Hans von Spakowsky [sic], a member of Trump's election commission, said the improper registrations represent "more evidence that we have a problem."
Trump, while campaigning last year, frequently said he could only lose if opponents cheated in places like Pennsylvania. After winning the presidency, Trump claimed without evidence that he lost the popular vote because of fraud.
Von Spakowsky [sic], speaking after a debate on immigration at the University of Pittsburgh late Wednesday, noted that the noncitizens who had registered to vote were only discovered because they alerted election officials. He wondered how many others didn't.

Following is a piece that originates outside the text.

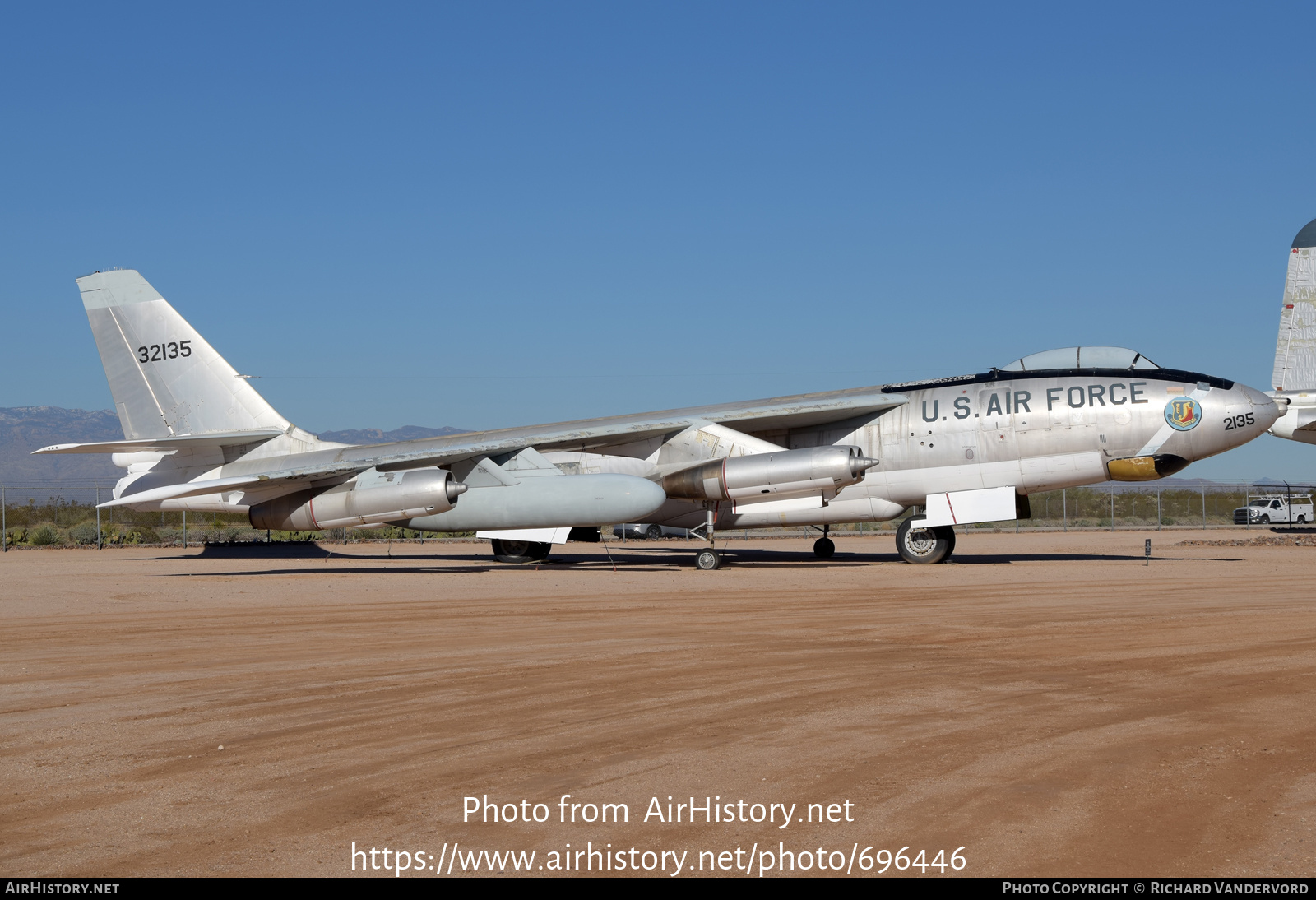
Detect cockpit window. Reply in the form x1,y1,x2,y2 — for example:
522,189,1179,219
1000,347,1161,373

Here are some of the facts that suggest there's trouble:
Back in 2012, Philadelphia was the city that reported that 59 districts had not cast a single vote for Republican presidential contender Mitt Romney. They all had Obama voting rates of 100%. Color us skeptical.
Among the illegal foreign voter registrations, three quarters had registered Democrat. So much for the claim that illegally cast ballots affect both parties equally.
Meanwhile, a blogger at Nate Silver's somewhat lefty analytical FiveThirtyEight blog wrote in 2016 that Pennsylvania was a "tipping point" state rather than swing state, meaning one whose trend lines could affect the general election outcome. Democrats knew this, which is why they placed their convention in Philadelphia in 2016.
The report notes that Pennsylvania's Republican then-governor, Tom Corbett, in 2014 declined to appeal a court ruling striking down a voter ID law, which signaled open season for voter fraud.
What's more, FiveThirtyEight includes a chart showing voter trends in Philadelphia as getting bluer and bluer, which is worth looking at in light of Pennsylvania's state officials claiming they had a handle on the matter and didn't need to check all districts, or that things have always been done this way. Well, the Philadelphia trend lines show the results.
Now with the motor-voter system showing the perfect method for registering illegal voters and getting away with it, it's more than passing strange that Pennsylvania voting officials aren't showing too much alarm, and the alarm-givers are a timid lot. Something is going on over there, and it's right to smell a rat.